Black hole complementarity Black hole complementarity states that two observers, one falling into a black hole,  and one observing outside, experience two different histories but since they can not communicate there is no inherent contradiction..imagine an observer far from a black hole watching some matter fall into a black hole. The observer sees the matter freeze at the horizon, but the matter itself does fall in. Now, if you measure the mass of the black hole before and after the matter falls in, would you not measure a higher mass? And wouldn't this violate the principal of complementarity? You don't see the matter fall in, yet you see the black holes mass increase. Help?

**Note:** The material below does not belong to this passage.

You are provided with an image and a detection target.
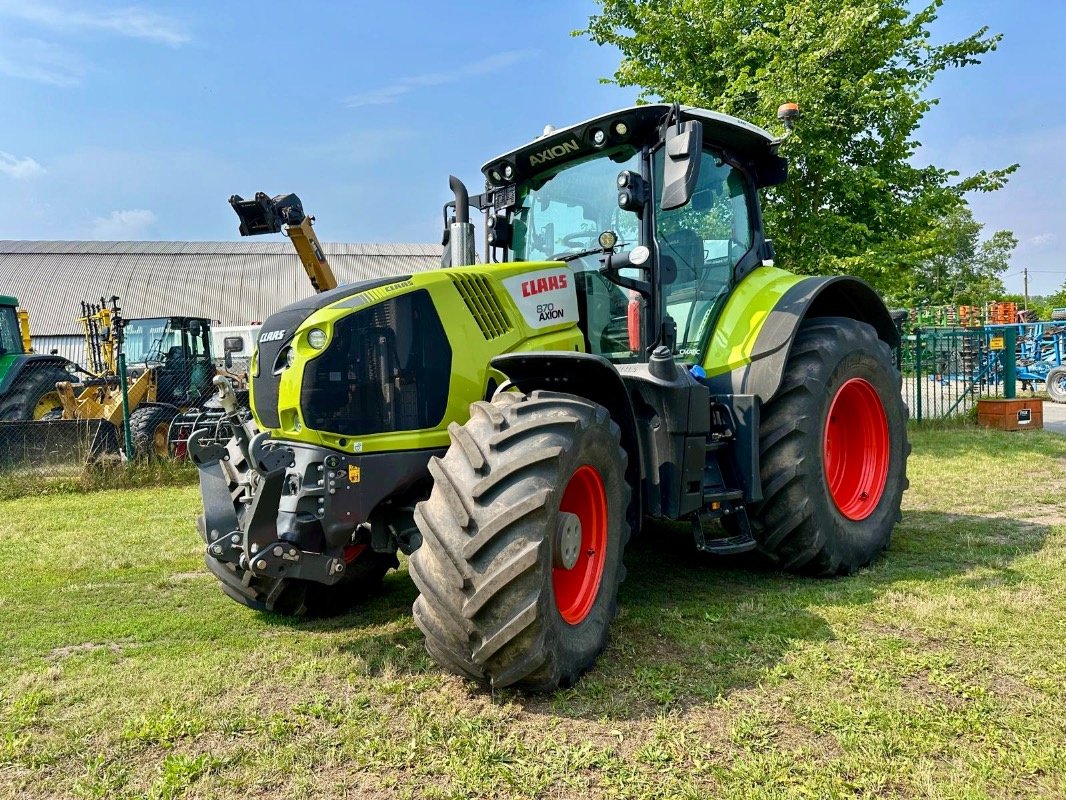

 A: I'm pretty sure that the general relativistic equivalent of this Newtonian answer is qualitatively the same (I'd love to hear someone expand it) but:
for a spherically symmetric system like a black hole, it wouldn't matter whether all the mass forms a shell on the horizon or whether it's formed some other spherical (possibly singular) distribution at the centre, the Shell Theorem will imply that you wouldn't be able to tell the difference by making any local measurements, like say, measuring the acceleration due to gravity to find the $M$ in $GM/r^2$.
A: Black hole complementarity tells you that the exterior description is consistent in itself without consdering a separate interior description. When you throw an object into a black hole, you don't see it cross the horizon, but the horizon moves out to meet the object before it falls through, just through the gravitational field of the object. This horizon motion is a predictor of the motion of the infalling object, and in the limit that it gets close, is a complete surrogate for the infalling motion.
The black hole mass increases when the object gets close, not when it falls through. This is most stark for a classical white hole. Nothing can cross a white hole horizon, but it still attracts matter. The matter just piles up on the surface, making the surface bigger.
This answer is just a clarification of why dbrane answered the way he did. The shells on the black hole's surface would pull the horizon out (although these shells are cut off close to the horizon in complementarity/holography).